An Attack Through The Attic -- Toilet Bomb: Frozen Chunk Of Waste From Airliner Slams Woodinville House
WOODINVILLE - Leroy and Gerri Cinnamon were at home watching the Seahawks get demolished on TV when the thing landed in their living room.
"I thought he fell through the attic," said Gerri, whose husband had just left the den, where the family was watching the game yesterday.
"It made one great, big, large ke-bang, and we thought something had exploded," Leroy said.
When they rushed into the living room, what they saw was chunks of green ice scattered everywhere - and a 3-foot by 2-foot hole through the ceiling and the roof of their one-story house.
But that was just the beginning of the adventure.
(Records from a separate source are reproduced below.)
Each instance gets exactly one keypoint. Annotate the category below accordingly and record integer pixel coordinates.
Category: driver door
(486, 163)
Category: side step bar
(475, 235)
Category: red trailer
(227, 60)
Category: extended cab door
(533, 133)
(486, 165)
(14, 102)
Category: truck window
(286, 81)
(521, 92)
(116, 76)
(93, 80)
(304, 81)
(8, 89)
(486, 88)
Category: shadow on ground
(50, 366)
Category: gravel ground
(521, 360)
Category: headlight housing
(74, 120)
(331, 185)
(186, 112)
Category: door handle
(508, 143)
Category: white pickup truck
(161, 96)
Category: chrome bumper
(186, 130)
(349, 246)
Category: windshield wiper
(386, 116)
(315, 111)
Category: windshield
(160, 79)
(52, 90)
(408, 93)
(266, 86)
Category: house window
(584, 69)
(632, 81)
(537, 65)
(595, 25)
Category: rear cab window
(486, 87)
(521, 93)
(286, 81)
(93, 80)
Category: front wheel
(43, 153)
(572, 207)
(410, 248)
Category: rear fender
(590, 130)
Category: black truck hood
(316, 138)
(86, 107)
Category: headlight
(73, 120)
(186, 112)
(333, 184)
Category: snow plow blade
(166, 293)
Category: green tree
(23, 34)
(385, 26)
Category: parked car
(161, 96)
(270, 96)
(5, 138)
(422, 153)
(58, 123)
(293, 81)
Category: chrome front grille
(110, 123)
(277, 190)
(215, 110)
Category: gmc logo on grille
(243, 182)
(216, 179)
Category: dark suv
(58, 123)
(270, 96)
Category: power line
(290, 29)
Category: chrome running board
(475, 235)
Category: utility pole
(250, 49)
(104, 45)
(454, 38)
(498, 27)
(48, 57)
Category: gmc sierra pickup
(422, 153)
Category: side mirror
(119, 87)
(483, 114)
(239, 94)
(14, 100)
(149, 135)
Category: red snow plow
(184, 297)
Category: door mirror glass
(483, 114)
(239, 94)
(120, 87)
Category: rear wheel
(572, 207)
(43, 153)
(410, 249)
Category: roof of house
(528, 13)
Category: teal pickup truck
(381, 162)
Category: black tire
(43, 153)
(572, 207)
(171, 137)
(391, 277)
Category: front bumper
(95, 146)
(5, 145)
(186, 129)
Firefighters who responded from King County Fire District 36 figured it had to be one of two things, the Cinnamons said: either frozen waste that fell from an airliner, or a meteorite that fell from space.
While the second possibility was still open, the Cinnamons' house was quarantined, and nobody was allowed to approach. A hazardous-materials response team was called in from Bellevue, its members clad in protective suits, to check for possible radiation.
"They treated us like we were radioactive," Gerri said.
When the pieces of the thing started melting, however, there was no doubt about what it was. "It stunk real bad," said Gerri.
Emergency personnel decided it was, indeed, a basketball-size hunk of frozen waste that had crashed through the Cinnamons' roof, landing only a few feet away from the spot in the next room where Gerri was sitting in front of the TV with her parents.
The Cinnamons' home on Mink Road Northeast is in a sparsely populated area, with a pasture directly across the street where the ice could have landed without anyone ever noticing.
"We don't get too many reports like this of someone getting their house hit," said Gary Mayer of the Federal Aviation Administration.
"I can remember one within the last year - and that could be over a seven-state region."
The FAA is investigating, but officials were ruling out the possibility that an airline crew had dropped the load on purpose.
"It's not a voluntary dumping situation," said Mike O'Connor of the federal agency.
A leak must have developed in one of the toilets of an airliner, O'Connor theorized. At higher altitudes, the waste would have formed into ice, clinging to the airplane. On the descent to Seattle-Tacoma International Airport, the airframe would have warmed up, causing the chunk to thaw and break loose.
O'Connor said the FAA is checking flight records to determine what airplane was over the Woodinville area on approach to Sea-Tac at the time the ice fell.
"We need to find the plane and get it fixed," he said.
As for the Cinnamons, they stored the pieces of ice in a plastic kitty-litter container in the freezer, just in case they need them for evidence.
"I did learn one thing," Gerri Cinnamon said. "I won't touch anything that falls from the sky."
-- Times East bureau reporter Stephen Clutter contributed to this story.